Take the ordinary act of trying several candidate strategies and keeping the best one. The score attached to that winner tells you almost nothing about how it will trade. It is the largest of a set of noisy measurements, and the largest draw from noise runs high every time. Nobody cheated. The outcome being measured was allowed to influence the choice of what to report, and that alone is enough to spoil it.
The same leak opens wherever a decision depends on the outcome. Which candidate moves forward. Which configuration stays. Which window gets shown. Which of several runs is called representative. Any of these, made after a glance at the number that ends up in the report, turns that number from something observed into something chosen.
Selection hides in ordinary decisions
What makes this hard to police is that the decisions seldom look like selection. A threshold gets nudged once the outcome is visible. A check meant to catch mistakes starts filtering for the answer you were hoping for. You run it one more time. None of it feels like cooking the books, and all of it does the same damage.
A result is worth trusting only when nothing that shaped it was chosen by looking at it.
We hold to that as a rule, and honoring it is harder than stating it. The temptation is strongest at the worst moment: a promising result is when a researcher most wants to keep looking.
The fix is structural
Trying to be more disciplined in the moment does not work, because the moment is already compromised.
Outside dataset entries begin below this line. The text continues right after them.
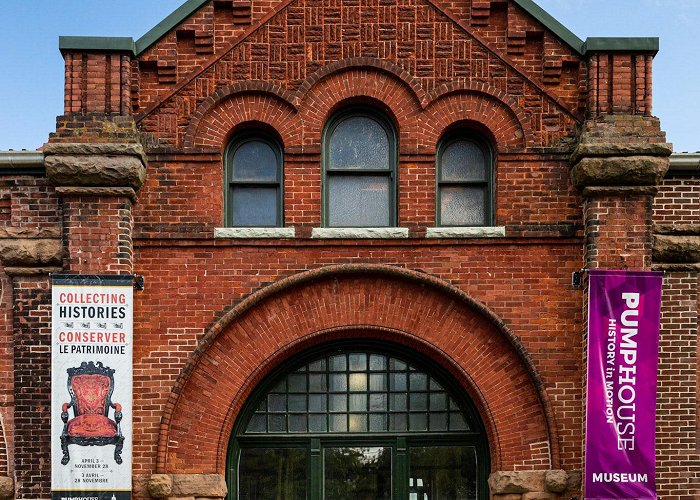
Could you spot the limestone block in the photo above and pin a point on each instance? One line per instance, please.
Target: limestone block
(502, 482)
(619, 171)
(538, 495)
(160, 485)
(30, 252)
(7, 488)
(199, 485)
(555, 480)
(94, 170)
(588, 148)
(676, 248)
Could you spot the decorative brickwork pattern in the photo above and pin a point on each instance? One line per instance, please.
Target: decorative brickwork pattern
(677, 457)
(300, 38)
(260, 338)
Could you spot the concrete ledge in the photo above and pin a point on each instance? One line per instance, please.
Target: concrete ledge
(254, 232)
(359, 232)
(466, 232)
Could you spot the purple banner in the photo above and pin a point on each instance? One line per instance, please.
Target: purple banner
(624, 309)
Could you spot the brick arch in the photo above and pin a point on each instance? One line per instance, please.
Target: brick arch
(358, 63)
(230, 106)
(504, 119)
(285, 318)
(358, 84)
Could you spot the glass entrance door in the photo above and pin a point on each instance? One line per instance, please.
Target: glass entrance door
(358, 424)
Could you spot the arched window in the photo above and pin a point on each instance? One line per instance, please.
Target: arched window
(253, 175)
(358, 422)
(464, 181)
(359, 163)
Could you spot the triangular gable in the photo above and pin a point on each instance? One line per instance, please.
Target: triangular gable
(188, 8)
(569, 108)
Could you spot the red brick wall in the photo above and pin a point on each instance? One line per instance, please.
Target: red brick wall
(97, 233)
(678, 201)
(6, 370)
(32, 382)
(677, 425)
(190, 286)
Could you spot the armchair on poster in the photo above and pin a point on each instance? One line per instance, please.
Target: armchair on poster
(90, 386)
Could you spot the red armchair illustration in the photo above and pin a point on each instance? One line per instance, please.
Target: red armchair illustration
(90, 386)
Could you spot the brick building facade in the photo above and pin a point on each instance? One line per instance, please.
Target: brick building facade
(467, 274)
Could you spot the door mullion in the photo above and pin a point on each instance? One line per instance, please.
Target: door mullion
(315, 471)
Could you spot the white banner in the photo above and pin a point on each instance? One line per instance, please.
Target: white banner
(91, 387)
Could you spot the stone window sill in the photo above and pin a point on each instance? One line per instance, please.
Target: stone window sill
(466, 232)
(360, 232)
(254, 232)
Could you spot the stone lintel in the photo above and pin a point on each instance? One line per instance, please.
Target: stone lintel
(31, 252)
(97, 191)
(602, 191)
(199, 485)
(678, 229)
(95, 165)
(619, 171)
(598, 149)
(29, 233)
(508, 482)
(676, 249)
(99, 149)
(31, 271)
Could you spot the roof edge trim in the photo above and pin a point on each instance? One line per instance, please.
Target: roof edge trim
(621, 44)
(97, 43)
(541, 15)
(166, 25)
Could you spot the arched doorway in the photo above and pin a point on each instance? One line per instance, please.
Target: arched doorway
(358, 420)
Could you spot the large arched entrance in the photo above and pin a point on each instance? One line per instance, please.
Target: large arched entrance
(462, 345)
(358, 420)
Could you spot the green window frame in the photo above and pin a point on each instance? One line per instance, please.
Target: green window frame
(253, 181)
(464, 181)
(305, 456)
(359, 157)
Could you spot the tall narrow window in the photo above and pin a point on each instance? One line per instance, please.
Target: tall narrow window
(253, 194)
(465, 182)
(359, 161)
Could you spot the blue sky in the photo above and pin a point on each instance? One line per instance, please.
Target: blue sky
(32, 83)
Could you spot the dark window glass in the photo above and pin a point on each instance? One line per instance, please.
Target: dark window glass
(465, 173)
(254, 182)
(360, 167)
(357, 473)
(357, 424)
(443, 473)
(266, 473)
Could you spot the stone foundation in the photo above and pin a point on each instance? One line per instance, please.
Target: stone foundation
(534, 485)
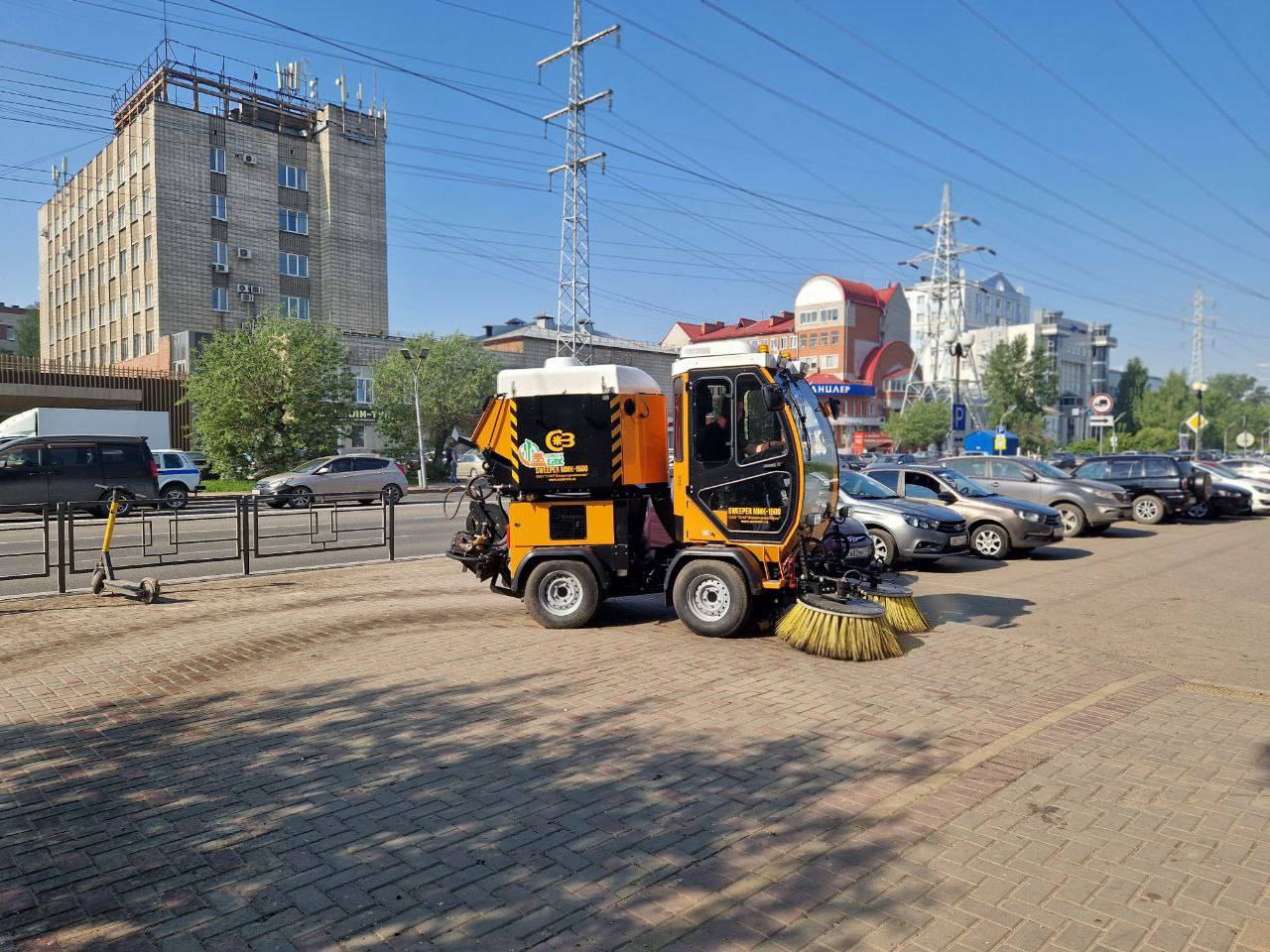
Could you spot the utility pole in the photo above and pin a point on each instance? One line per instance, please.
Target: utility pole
(945, 313)
(572, 303)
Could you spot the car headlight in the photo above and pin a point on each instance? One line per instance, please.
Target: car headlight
(917, 522)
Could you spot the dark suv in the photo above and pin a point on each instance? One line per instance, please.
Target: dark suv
(1157, 485)
(37, 471)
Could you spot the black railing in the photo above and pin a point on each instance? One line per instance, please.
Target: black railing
(64, 539)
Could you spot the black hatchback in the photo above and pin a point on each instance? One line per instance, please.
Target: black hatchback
(37, 471)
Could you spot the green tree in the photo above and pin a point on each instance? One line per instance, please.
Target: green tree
(920, 424)
(456, 377)
(28, 333)
(268, 397)
(1020, 388)
(1129, 394)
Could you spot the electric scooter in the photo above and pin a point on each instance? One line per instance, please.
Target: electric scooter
(103, 575)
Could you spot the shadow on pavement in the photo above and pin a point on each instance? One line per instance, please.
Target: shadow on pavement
(499, 812)
(984, 611)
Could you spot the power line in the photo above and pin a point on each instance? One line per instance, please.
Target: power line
(1187, 73)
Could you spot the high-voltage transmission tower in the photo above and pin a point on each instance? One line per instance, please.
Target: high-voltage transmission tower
(572, 304)
(945, 315)
(1198, 322)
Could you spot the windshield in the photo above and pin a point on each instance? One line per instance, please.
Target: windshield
(1052, 471)
(313, 465)
(962, 485)
(856, 484)
(820, 453)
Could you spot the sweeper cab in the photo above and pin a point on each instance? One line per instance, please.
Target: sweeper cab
(579, 502)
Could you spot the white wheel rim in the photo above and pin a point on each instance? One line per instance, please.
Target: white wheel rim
(880, 548)
(562, 593)
(988, 542)
(710, 598)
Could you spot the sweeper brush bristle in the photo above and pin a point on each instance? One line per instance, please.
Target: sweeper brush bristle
(834, 634)
(902, 612)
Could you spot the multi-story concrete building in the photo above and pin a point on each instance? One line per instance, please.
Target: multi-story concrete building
(214, 202)
(9, 317)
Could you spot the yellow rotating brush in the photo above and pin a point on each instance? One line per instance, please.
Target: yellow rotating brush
(902, 611)
(848, 630)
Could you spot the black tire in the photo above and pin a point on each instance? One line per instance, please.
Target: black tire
(175, 495)
(1150, 509)
(562, 593)
(712, 598)
(1075, 522)
(989, 540)
(884, 546)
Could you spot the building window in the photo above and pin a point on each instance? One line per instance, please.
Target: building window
(293, 177)
(295, 307)
(293, 266)
(293, 221)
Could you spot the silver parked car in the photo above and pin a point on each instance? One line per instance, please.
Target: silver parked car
(1086, 506)
(998, 525)
(902, 530)
(354, 476)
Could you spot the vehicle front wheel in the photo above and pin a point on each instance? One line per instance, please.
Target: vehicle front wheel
(884, 547)
(175, 497)
(1074, 520)
(1148, 509)
(711, 598)
(562, 594)
(989, 540)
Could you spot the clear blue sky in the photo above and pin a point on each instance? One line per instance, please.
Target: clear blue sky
(472, 229)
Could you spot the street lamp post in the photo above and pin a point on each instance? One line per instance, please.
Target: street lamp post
(957, 347)
(413, 363)
(1198, 388)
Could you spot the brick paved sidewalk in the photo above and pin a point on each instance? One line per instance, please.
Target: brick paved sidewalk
(390, 757)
What works is deciding in advance. Before an evaluation runs, we settle what will be measured, what would count as failure, and how many things are being tried, and we write it down. After that the evaluation returns whatever it returns, and the number in the report is one we watched happen.
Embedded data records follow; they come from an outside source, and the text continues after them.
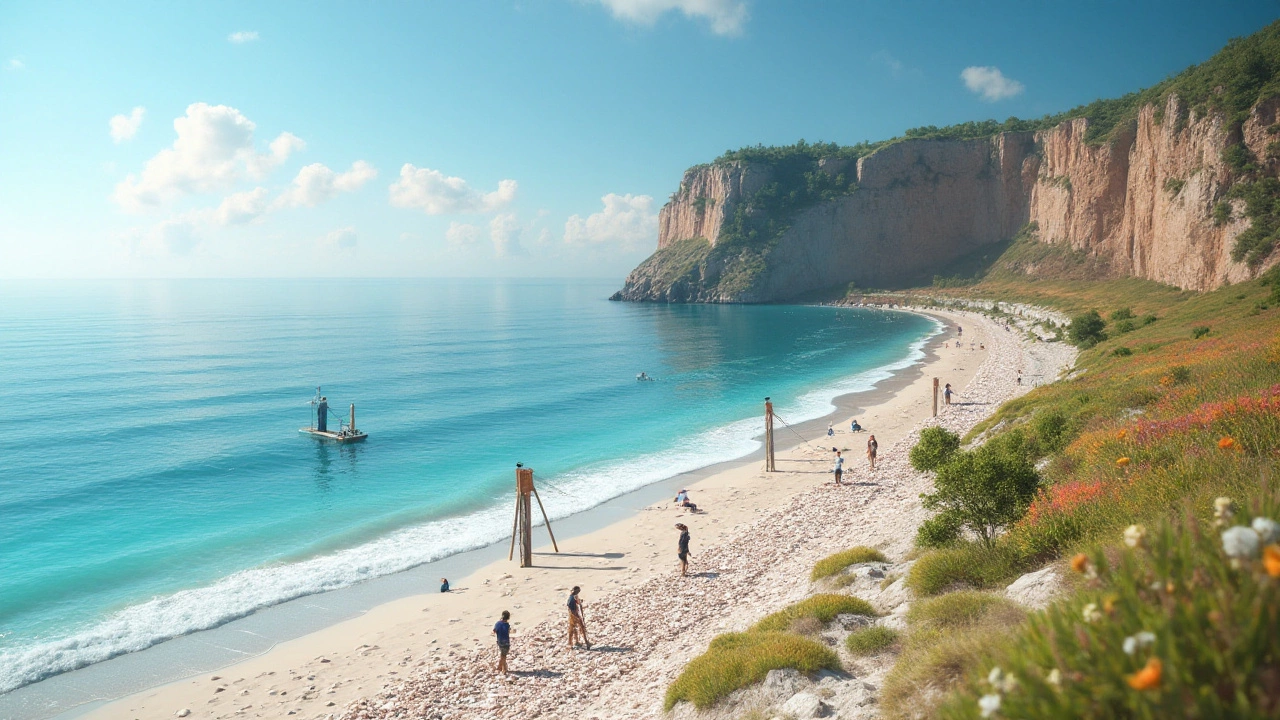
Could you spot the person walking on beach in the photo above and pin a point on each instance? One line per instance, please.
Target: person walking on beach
(502, 630)
(576, 624)
(684, 547)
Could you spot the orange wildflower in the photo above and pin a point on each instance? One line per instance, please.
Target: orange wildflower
(1147, 678)
(1271, 560)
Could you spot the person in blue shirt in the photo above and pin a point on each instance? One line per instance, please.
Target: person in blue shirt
(502, 630)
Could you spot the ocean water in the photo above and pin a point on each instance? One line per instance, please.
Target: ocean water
(154, 481)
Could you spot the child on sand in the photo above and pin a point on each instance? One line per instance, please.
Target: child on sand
(684, 547)
(575, 619)
(502, 630)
When a result cannot show that separation, we do not argue about whether it is probably fine. It becomes exploratory, and exploratory work is free to suggest ideas while earning no confidence.
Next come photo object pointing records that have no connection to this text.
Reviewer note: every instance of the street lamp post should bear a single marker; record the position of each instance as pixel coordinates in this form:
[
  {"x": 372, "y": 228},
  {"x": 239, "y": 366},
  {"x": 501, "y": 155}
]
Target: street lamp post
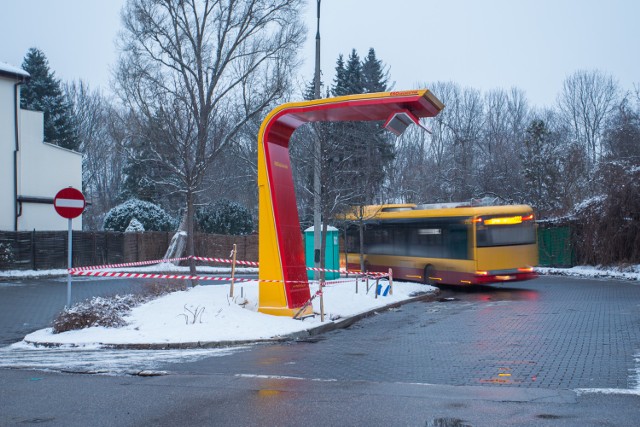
[{"x": 317, "y": 220}]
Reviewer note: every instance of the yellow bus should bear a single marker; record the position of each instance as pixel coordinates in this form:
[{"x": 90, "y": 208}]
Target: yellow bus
[{"x": 451, "y": 243}]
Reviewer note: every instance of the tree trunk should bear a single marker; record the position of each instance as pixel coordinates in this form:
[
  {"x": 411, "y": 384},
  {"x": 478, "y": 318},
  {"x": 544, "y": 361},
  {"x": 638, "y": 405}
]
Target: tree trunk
[
  {"x": 190, "y": 235},
  {"x": 361, "y": 231}
]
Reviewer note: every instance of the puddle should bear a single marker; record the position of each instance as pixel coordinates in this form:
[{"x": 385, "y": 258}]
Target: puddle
[
  {"x": 447, "y": 422},
  {"x": 101, "y": 361}
]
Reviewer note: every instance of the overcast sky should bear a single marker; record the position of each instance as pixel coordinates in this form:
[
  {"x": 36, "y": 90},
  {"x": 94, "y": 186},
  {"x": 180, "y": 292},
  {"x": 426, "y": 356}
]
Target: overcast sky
[{"x": 487, "y": 44}]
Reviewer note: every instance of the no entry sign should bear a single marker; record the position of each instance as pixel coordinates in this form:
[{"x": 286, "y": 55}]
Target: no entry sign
[{"x": 69, "y": 203}]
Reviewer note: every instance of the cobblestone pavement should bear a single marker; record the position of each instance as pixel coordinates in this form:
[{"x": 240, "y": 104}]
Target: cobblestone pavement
[{"x": 553, "y": 332}]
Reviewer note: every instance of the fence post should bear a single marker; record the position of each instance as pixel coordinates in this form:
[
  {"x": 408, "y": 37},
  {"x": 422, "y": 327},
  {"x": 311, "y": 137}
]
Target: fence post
[
  {"x": 321, "y": 301},
  {"x": 233, "y": 269},
  {"x": 33, "y": 249}
]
Why the strictness earns its keep
None of this shows up in a demo. A strategy handed its score by selection looks identical to one that earned it, right until real capital stands behind it and the borrowed optimism fails to reappear. Separating selection from reporting moves that disappointment somewhere cheap: a rejected file on a research machine, months before it could have been a drawdown.
Given the choice, we let good ideas die to an over-strict process far more often than we let a flattering number talk its way into a live account.